Continuum robot modeling is a research topic that focuses on ways to develop kinematic models while respecting some kinematics specificity as well as mechanical properties of such class of robots. The purpose of this article is to present a new alternative approach for solving inverse kinematic models for multi-sections of continuum manipulators. To achieve this work, it is assumed that each constitutive section is curved in a circular arc shape with an inextensible central structure axis. At first, the article presents a solution of an inverse kinematic model for one bending section and details some adopted methodologies, based on the identical inverse kinematic model of parallel robots, used for computation of the links’ length. The latter allows concatenating between multiple platforms to realize a bending section.
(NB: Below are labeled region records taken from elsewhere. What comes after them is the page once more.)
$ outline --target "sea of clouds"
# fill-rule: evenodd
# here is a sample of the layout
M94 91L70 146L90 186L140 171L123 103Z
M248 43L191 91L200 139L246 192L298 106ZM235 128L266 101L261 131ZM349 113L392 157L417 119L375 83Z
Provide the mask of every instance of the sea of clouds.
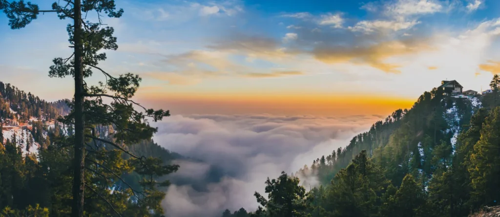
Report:
M156 124L158 131L154 141L200 161L175 162L180 168L170 178L178 183L190 181L169 188L162 204L167 216L219 217L226 208L254 210L258 204L254 193L264 193L268 177L276 178L282 171L290 174L304 164L310 166L314 160L346 146L352 136L368 130L381 118L270 114L168 117Z

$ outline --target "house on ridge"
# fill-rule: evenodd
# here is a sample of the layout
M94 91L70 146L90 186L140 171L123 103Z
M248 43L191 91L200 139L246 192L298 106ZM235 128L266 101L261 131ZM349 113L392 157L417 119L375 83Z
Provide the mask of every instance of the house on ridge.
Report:
M466 95L472 95L472 96L477 95L478 92L470 90L466 90L464 92L464 94Z
M483 91L482 94L491 94L492 92L493 92L493 90L486 90Z
M442 88L445 93L448 94L461 94L464 87L456 80L443 80L441 82L441 86L438 88Z

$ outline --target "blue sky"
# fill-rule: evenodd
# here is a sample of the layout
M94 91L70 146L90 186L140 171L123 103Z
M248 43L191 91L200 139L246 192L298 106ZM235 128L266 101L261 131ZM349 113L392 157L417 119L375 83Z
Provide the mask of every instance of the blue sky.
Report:
M52 2L33 2L41 8ZM106 52L101 66L140 75L139 96L155 104L224 96L416 98L446 78L486 88L500 68L495 0L116 4L124 16L104 22L119 48ZM69 21L40 14L12 30L0 16L2 80L49 100L70 97L70 80L47 76L53 58L70 54Z

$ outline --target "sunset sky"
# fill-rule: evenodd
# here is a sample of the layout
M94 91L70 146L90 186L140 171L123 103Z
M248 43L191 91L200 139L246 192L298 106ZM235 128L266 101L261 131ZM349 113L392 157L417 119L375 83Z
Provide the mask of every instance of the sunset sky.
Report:
M116 4L124 16L104 22L119 48L100 66L140 74L138 100L174 114L386 114L442 80L480 91L500 72L496 0ZM70 78L48 76L70 54L68 22L46 14L12 30L0 16L0 80L70 98Z

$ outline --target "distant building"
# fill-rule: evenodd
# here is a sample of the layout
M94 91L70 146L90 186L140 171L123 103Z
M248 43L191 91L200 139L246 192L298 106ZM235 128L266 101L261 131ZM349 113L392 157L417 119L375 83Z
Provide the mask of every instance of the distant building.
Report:
M438 88L442 88L444 93L449 94L461 94L464 87L456 80L443 80L441 82L441 86Z
M493 92L493 90L486 90L483 91L482 94L491 94L492 92Z
M464 94L465 94L466 95L477 95L478 92L470 90L468 90L464 91Z

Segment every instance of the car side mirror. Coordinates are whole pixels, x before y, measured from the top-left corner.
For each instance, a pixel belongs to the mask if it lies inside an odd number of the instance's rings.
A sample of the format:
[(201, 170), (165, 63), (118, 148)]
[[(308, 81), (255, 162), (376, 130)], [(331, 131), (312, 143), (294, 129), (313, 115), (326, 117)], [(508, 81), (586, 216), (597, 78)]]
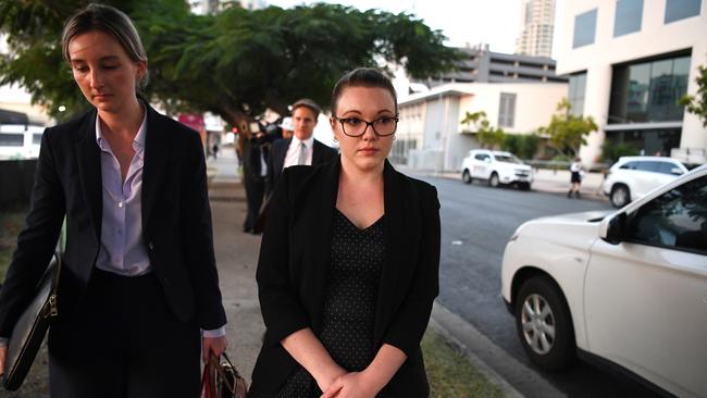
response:
[(618, 245), (625, 239), (627, 213), (613, 214), (604, 220), (601, 239), (611, 245)]

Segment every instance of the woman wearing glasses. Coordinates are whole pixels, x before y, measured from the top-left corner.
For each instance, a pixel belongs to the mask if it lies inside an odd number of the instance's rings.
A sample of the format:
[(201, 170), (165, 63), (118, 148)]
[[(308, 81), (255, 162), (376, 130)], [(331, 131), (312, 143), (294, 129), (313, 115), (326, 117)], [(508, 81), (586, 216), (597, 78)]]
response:
[(420, 351), (438, 293), (436, 189), (393, 169), (390, 80), (336, 84), (342, 154), (293, 166), (272, 198), (258, 263), (266, 326), (253, 397), (427, 397)]

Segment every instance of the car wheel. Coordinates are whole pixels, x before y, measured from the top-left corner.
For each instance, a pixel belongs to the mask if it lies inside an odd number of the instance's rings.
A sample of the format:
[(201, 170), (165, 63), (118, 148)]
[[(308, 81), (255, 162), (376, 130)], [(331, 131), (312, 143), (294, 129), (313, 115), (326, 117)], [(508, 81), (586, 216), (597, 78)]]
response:
[(528, 279), (516, 300), (516, 328), (531, 362), (548, 371), (567, 369), (576, 356), (572, 316), (559, 288), (547, 277)]
[(625, 185), (617, 184), (611, 188), (609, 199), (615, 208), (622, 208), (631, 201), (631, 191)]
[(464, 184), (471, 184), (472, 183), (471, 174), (469, 174), (468, 170), (464, 170), (464, 172), (461, 173), (461, 181), (463, 181)]
[(498, 179), (498, 174), (496, 172), (491, 173), (491, 178), (488, 178), (488, 185), (496, 188), (499, 185), (500, 181)]

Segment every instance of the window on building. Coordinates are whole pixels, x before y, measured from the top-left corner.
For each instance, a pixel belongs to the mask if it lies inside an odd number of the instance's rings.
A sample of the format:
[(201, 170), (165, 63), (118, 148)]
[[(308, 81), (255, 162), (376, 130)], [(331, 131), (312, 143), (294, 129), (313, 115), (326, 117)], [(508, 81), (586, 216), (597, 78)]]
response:
[(665, 23), (689, 18), (699, 15), (702, 0), (666, 0)]
[(22, 147), (24, 142), (24, 134), (0, 133), (0, 146), (2, 147)]
[(570, 76), (569, 101), (572, 105), (570, 112), (575, 116), (584, 114), (584, 94), (586, 91), (586, 72)]
[(500, 94), (498, 108), (498, 127), (513, 127), (516, 122), (516, 95), (509, 92)]
[(574, 17), (574, 40), (572, 48), (594, 43), (596, 34), (596, 9)]
[(681, 121), (690, 55), (613, 66), (609, 124)]
[(613, 37), (641, 30), (643, 0), (618, 0), (613, 18)]

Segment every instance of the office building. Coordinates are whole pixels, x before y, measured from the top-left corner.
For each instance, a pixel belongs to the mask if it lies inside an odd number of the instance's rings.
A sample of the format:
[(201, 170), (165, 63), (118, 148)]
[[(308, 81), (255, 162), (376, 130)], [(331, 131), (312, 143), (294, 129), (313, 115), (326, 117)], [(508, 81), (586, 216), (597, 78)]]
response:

The inverse kinematic model of the multi-section manipulator is then developed using a modular concept where the endpoint coordinates of each bending section are determined using a metaheuristic method. Finally, to validate the proposed approach, some simulation and experimental studies have been carried out on the Compact Bionic Handling Arm. From this investigation, it was found that the multiple test results show the ability of the developed metaheuristic approach to avoid obstacles and to adopt a real-time implementation with multi-section configuration. On the other hand, this type of concept can enable to model all continuum robots with multiple bending sections.